People with long term conditions, multiple long term conditions and those at the end of life could see their care better tailored to their needs, as the first openly-available comprehensive resource of measures relating to patient experience and person-centred care is published in a single guide for commissioners.
Not only is the new guide invaluable to commissioners, it is also useful for providers of services (who can use it to help measure the effectiveness of services, support their continuous development and ensure the inclusion of person-centred coordinated care in its principles) and patients and their support networks (who can use it to support and challenge the delivery of local care services and understand the role they can play within the commissioner/provider/patient partnership).

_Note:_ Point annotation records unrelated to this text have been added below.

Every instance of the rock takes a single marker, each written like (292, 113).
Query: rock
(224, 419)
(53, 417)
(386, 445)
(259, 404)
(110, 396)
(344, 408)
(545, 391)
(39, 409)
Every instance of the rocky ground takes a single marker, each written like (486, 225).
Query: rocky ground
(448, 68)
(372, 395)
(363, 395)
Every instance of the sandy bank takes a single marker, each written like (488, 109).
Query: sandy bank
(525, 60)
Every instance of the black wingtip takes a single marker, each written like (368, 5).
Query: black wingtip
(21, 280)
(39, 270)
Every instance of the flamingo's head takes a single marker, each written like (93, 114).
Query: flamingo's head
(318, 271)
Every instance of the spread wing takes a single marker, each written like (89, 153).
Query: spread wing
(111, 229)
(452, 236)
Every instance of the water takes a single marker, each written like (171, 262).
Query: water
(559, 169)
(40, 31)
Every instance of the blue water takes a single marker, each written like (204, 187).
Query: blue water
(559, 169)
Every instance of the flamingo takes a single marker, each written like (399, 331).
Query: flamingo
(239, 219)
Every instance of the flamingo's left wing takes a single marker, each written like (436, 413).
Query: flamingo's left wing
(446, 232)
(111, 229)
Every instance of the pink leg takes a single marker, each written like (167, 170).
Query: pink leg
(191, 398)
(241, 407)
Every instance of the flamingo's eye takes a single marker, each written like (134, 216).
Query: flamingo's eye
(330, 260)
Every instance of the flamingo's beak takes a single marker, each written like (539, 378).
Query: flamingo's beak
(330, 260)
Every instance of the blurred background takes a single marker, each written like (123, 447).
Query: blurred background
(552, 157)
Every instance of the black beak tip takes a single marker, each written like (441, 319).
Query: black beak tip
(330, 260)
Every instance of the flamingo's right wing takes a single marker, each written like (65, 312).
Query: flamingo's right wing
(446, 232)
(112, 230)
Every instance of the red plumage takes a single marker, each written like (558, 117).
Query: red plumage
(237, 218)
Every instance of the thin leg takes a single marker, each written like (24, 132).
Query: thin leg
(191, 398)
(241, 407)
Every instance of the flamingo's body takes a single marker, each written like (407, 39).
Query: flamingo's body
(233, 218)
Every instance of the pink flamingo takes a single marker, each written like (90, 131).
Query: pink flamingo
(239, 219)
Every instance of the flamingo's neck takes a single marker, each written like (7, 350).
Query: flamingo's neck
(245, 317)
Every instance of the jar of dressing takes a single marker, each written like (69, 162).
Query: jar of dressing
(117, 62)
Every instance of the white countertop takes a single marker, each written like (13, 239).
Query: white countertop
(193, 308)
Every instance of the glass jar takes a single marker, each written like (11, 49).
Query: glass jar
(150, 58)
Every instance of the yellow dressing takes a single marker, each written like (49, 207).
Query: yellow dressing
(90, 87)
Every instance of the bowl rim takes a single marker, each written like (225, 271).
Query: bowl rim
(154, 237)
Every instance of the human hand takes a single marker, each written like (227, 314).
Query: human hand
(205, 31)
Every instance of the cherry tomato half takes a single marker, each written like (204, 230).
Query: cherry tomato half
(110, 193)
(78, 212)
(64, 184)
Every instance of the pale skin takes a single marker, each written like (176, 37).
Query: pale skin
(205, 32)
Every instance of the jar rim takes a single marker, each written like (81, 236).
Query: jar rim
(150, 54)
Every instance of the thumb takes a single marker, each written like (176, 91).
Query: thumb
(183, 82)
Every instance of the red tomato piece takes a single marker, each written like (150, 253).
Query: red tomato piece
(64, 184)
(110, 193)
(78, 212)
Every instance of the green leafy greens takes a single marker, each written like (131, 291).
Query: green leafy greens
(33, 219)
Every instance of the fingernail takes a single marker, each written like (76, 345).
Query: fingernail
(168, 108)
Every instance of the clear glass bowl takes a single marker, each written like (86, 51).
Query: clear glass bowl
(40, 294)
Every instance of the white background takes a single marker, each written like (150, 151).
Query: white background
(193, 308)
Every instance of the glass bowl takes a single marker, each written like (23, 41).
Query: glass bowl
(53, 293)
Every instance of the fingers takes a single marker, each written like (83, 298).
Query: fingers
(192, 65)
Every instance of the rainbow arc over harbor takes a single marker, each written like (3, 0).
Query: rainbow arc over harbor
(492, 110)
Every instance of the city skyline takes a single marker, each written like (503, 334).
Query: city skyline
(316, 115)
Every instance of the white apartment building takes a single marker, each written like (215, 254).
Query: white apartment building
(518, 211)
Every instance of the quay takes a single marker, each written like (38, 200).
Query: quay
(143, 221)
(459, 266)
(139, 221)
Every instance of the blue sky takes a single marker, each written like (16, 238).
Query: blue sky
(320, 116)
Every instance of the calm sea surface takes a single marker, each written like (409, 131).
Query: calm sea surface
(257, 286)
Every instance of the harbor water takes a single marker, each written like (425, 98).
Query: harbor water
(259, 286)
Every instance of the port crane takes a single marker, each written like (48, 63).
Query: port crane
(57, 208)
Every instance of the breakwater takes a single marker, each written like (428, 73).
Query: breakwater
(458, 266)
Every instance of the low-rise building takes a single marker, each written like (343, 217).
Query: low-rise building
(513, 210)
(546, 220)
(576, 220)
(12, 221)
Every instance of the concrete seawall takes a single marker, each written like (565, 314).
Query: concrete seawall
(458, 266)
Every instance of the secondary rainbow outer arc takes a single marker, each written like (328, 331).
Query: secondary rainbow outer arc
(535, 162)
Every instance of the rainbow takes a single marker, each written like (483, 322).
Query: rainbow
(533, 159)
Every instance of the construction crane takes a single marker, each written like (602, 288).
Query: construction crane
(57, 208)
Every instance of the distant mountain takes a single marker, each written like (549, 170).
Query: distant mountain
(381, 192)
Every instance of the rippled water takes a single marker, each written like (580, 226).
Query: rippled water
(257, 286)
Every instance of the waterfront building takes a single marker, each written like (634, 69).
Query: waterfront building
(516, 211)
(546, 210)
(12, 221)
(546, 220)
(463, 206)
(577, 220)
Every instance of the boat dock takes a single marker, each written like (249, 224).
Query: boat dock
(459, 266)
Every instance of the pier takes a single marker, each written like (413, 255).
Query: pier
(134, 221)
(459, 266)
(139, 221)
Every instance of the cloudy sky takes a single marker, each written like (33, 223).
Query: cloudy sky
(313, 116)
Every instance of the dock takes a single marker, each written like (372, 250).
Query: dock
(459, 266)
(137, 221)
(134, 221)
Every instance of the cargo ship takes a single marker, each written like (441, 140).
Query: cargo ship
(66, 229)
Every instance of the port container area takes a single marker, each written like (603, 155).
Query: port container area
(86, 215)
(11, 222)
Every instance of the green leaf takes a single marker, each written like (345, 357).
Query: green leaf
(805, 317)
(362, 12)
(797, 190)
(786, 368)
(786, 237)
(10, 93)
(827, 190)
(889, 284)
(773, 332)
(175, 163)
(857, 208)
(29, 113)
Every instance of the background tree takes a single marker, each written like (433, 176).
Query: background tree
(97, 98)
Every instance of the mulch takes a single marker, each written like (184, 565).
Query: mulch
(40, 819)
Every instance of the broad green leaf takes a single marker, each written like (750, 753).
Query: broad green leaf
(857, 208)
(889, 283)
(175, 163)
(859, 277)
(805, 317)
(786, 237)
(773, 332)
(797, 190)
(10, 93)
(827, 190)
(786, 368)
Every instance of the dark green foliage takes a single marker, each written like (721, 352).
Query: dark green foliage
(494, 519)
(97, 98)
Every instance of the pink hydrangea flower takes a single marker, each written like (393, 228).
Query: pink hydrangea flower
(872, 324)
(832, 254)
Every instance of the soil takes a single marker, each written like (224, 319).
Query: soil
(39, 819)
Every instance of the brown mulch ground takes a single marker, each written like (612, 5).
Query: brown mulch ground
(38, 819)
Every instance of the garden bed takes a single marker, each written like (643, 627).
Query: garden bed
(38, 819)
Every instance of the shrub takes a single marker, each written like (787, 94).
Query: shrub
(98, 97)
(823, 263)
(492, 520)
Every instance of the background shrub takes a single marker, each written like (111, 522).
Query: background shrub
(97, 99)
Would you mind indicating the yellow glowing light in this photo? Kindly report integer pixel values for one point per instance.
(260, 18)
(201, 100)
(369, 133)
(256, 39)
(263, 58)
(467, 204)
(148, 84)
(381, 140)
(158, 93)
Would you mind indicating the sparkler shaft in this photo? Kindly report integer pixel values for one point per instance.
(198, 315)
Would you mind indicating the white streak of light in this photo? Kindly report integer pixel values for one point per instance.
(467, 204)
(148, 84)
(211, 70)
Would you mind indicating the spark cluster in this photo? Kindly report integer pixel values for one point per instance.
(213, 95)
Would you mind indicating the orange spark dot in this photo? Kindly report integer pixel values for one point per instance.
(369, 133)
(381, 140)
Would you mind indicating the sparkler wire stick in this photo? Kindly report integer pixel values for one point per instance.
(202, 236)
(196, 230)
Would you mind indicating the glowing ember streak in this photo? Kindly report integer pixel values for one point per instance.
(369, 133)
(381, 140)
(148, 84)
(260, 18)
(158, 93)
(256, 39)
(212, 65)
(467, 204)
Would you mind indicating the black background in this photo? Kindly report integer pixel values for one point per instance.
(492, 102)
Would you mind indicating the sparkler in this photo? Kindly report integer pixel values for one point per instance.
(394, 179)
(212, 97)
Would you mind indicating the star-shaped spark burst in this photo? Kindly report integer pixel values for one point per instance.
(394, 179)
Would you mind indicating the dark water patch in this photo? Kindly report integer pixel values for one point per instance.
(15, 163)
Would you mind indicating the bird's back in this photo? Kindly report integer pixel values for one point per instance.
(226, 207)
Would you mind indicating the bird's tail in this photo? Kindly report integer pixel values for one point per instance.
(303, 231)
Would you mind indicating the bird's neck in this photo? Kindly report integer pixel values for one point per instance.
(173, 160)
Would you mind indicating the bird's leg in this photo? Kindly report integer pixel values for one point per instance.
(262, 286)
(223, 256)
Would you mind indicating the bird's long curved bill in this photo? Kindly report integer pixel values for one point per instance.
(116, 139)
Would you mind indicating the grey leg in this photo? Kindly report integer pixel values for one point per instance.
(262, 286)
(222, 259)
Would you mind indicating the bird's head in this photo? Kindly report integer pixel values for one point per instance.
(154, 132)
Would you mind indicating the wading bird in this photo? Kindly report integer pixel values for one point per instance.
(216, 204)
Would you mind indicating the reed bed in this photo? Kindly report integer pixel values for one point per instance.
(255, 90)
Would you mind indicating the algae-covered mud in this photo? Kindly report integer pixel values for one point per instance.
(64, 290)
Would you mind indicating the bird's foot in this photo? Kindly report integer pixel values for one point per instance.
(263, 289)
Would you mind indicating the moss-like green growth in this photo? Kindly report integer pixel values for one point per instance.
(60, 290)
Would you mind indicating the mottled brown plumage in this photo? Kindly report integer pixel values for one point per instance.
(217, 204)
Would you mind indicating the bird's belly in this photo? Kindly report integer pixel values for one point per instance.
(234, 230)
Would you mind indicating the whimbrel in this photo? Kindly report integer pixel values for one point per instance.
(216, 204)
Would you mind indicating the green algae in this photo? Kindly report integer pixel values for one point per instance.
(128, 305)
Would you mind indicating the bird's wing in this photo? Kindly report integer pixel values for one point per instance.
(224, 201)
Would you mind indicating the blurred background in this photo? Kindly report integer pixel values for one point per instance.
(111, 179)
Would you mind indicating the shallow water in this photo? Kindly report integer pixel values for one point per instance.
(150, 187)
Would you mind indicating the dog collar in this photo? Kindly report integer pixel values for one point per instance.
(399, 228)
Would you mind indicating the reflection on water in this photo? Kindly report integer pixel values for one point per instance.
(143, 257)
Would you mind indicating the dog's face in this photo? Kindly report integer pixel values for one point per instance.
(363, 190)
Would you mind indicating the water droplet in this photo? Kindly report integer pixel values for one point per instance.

Until the launch of ‘Measures for Person Centred Coordinated Care’ (MP3C) last year, tools that measure patients experiences of care had been dissipated and complicated to access, making it difficult for commissioners of care services to find the tools they needed to improve, individualise and evaluate packages of care.
MP3C brought together all the existing tools into the first comprehensive compendium for commissioners, health managers, researchers.
The latest work supported by NHS England, is an accompanying guide for MP3C entitled “How to Use Metrics, Measures and Insights to Commission Person Centred Coordinated Care”.
It provides a framework for the use of measurement tools to develop care services for patients with long term and multiple long term conditions, and those at the end of life.
The project was led by Dr Helen Lloyd from the University of Plymouth, who is also a National Institute for Health Research Collaboration for Applied Health Research and Care South West Peninsula (NIHR PenCLAHRC) Senior Research Fellow.
She commented:
“Person-centred coordinated care has become the gold standard for the development of existing and new care services, and for the patients covered by the guide it is of particular importance and relevance. The availability of the guide to commissioners means that they now have what they need to know in order to commission person centred coordinated care in an easily searchable format.”
The new guide was compiled by researchers and patient-centred coordinated care experts from Plymouth University Peninsula Schools of Medicine and Dentistry, with support from NHS England, the Coalition for Collaborative Care, NIHR PenCLAHRC and the South West Academic Health Science Network.